# ELECTRONIC HOARDER - BURIED ALIVE



## oldgoldman (Sep 29, 2011)

The first load from a long anticipated clean out of a vintage circuit board hoarder estate has begun .. it didn't disappoint .. 

had never seen these shape fingers .. ITT chips .. early 70s


----------



## oldgoldman (Sep 29, 2011)

picture


----------



## oldgoldman (Sep 29, 2011)

REDACTRON BOARD


----------



## Geo (Sep 29, 2011)

very, very nice. those IC's are fantastic.


----------



## macfixer01 (Sep 30, 2011)

I had some boards with an angled edge connector like that once that came from some kind of phone system. They were all phenolic boards and quite brittle, so it was hard to remove the fingers cleanly by breaking or cutting them off with shears. They tended to break up into chunks. The white chips look nice. I've read that those gray traces on the ceramic are palladium but I have no proof of that.

macfixer01


----------



## oldgoldman (Oct 3, 2011)

here are some unique extender cards from same collection. had also never seen the built in switches on extender cards before

too pretty to tear up


----------



## butcher (Nov 6, 2011)

"Too pretty to tear up, " 
That is why electronic hoarders get buried in their junk.


----------



## texan (Nov 6, 2011)

is there a 12 step program for PCB hoarding? I told my wife I was going to cover the bare areas of my office with my "too pretty to scrap" boards"...you should have seen the look I got. I just noticed I am up to 4 with the big as boat anchor hard drives now.

Texan


----------



## Smack (Nov 7, 2011)

Yep, I think I kept 2 or 3 of those BigFoot drives.


----------



## kuma (Nov 7, 2011)

Hello everybody!
How are tricks today ? I hope all is well!
Oldgoldman , I'm dying to see what the contacts in all of those switches are like , so if and when you do finaly give in please post a picture or two! :mrgreen: 
P.S. Those fingers and them white ceramics are stunning , very cool find! 8) 
All the best and kind regards ,
Chris


----------



## oldgoldman (Nov 7, 2011)

under all of those switches is a forest of little gold balls below the red cases 

thanks for the kind words ..

truth be told, i probably have about 100 "too pretty to tear up" boards ..

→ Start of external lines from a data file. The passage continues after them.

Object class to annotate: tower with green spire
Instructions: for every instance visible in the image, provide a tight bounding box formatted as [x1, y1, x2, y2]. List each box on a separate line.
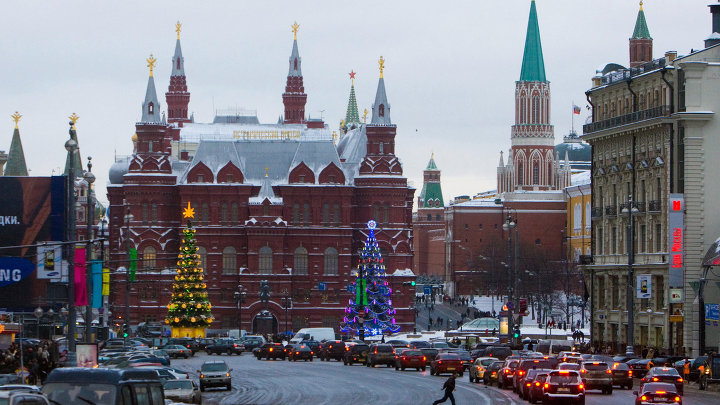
[418, 154, 444, 210]
[500, 0, 559, 193]
[630, 1, 653, 68]
[343, 70, 361, 133]
[5, 112, 28, 177]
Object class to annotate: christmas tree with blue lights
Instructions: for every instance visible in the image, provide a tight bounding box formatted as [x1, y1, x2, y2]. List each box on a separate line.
[341, 220, 400, 338]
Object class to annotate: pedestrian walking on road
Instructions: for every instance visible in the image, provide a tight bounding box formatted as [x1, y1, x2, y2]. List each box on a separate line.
[432, 372, 457, 405]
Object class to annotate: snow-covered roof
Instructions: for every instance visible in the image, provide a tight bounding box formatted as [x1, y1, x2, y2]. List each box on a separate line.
[571, 170, 591, 186]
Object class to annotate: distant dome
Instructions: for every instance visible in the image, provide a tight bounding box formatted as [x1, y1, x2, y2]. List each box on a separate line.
[459, 317, 499, 331]
[555, 131, 591, 171]
[109, 156, 131, 184]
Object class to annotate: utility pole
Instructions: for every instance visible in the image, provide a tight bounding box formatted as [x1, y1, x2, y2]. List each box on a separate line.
[64, 122, 78, 364]
[623, 195, 639, 354]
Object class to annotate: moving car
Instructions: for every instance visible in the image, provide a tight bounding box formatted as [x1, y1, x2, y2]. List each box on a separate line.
[240, 335, 266, 351]
[640, 367, 684, 395]
[420, 348, 440, 362]
[288, 344, 314, 361]
[527, 372, 550, 404]
[514, 358, 556, 393]
[519, 368, 552, 401]
[343, 343, 370, 365]
[579, 361, 613, 395]
[455, 351, 473, 371]
[483, 361, 505, 386]
[164, 379, 202, 404]
[0, 390, 50, 405]
[469, 357, 496, 383]
[634, 382, 682, 405]
[367, 344, 396, 368]
[498, 359, 520, 389]
[43, 368, 164, 405]
[386, 339, 410, 348]
[205, 338, 244, 356]
[163, 344, 191, 359]
[167, 338, 199, 356]
[257, 343, 286, 360]
[198, 360, 232, 392]
[543, 370, 585, 405]
[430, 352, 464, 376]
[630, 359, 654, 378]
[319, 340, 346, 361]
[394, 349, 426, 371]
[611, 362, 634, 390]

it's easier when you just admit it .. "i'm a hoarder"


----------



## kuma (Nov 9, 2011)

Hi all , how are tricks ? I hope all is well!



oldgoldman said:


> under all of those switches is a forest of little gold balls below the red cases



Very cool , 8) I havn't come across any of these little gold balls myself yet , but my eyes are peeled! :mrgreen: 



oldgoldman said:


> truth be told, i probably have about 100 "too pretty to tear up" boards ..

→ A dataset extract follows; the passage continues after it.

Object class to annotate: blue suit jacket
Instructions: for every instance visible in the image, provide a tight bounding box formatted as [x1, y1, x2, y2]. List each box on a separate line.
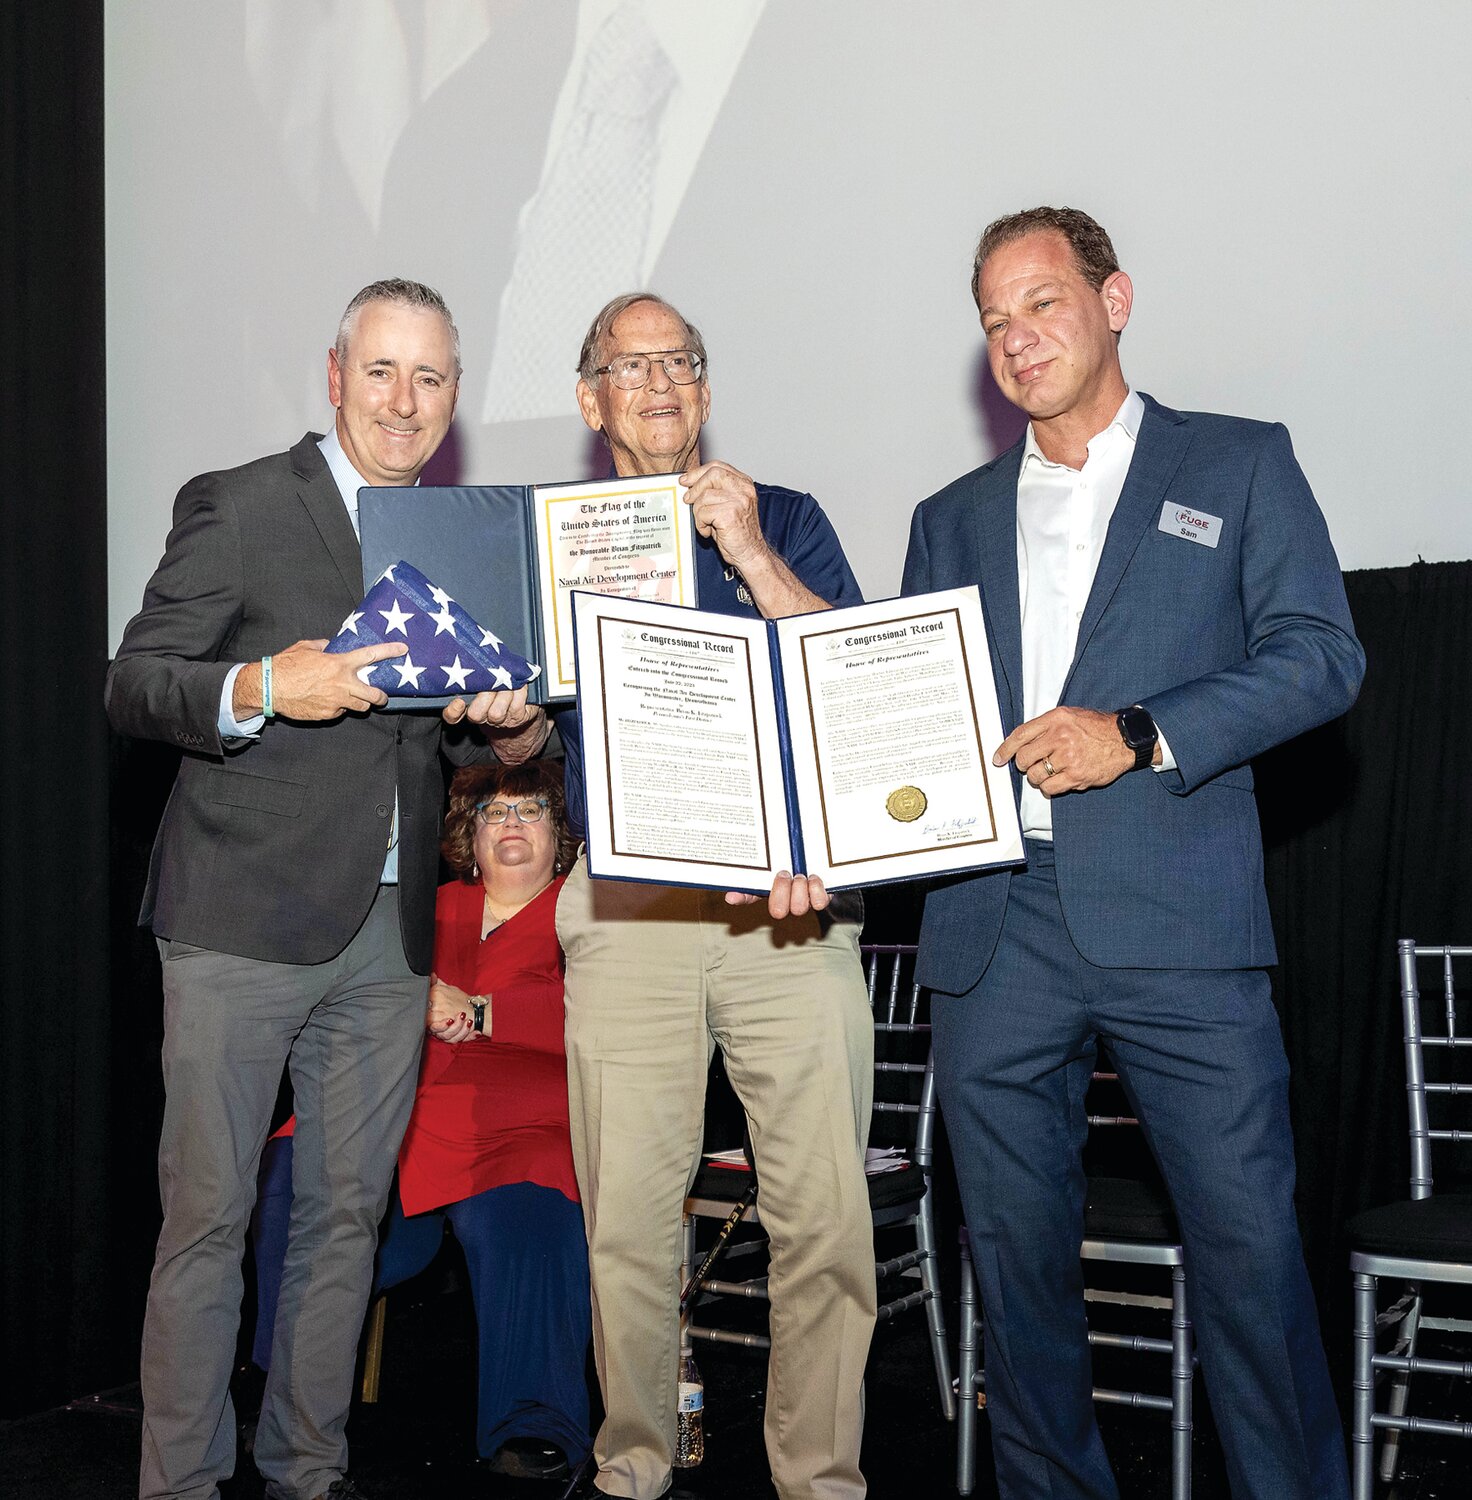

You will , :mrgreen: :lol: 



oldgoldman said:


> it's easier when you just admit it .. "i'm a hoarder"



I to have been aflicted with this illness since an early age , I think my problem now is I'm still hoarding stuff (e-scrap) , but even the pretty stuff gets *torn into*.
The old "I wonder whats under there?" chestnut is just too much for me now , :lol: 
Many thanks for the reply , 
All the best and kind regards ,
Chris


----------



## darshevo (Nov 9, 2011)

kuma said:


> I to have been aflicted with this illness since an early age , I think my problem now is I'm still hoarding stuff (e-scrap) , but even the pretty stuff gets *torn into*.
> The old "I wonder whats under there?" chestnut is just too much for me now , :lol:



I have the same problem my friend. I get in an interesting looking server or piece of telecom equipment and before I know its in 100 pieces because I want to see what makes it tick


----------



## kuma (Nov 10, 2011)

darshevo said:


> kuma said:
> 
> 
> > I to have been aflicted with this illness since an early age , I think my problem now is I'm still hoarding stuff (e-scrap) , but even the pretty stuff gets *torn into*.
> ...



You know this chief! 8) :lol: :lol: 
All the best everybody , and sending my kindest regards to all ,
Chris


----------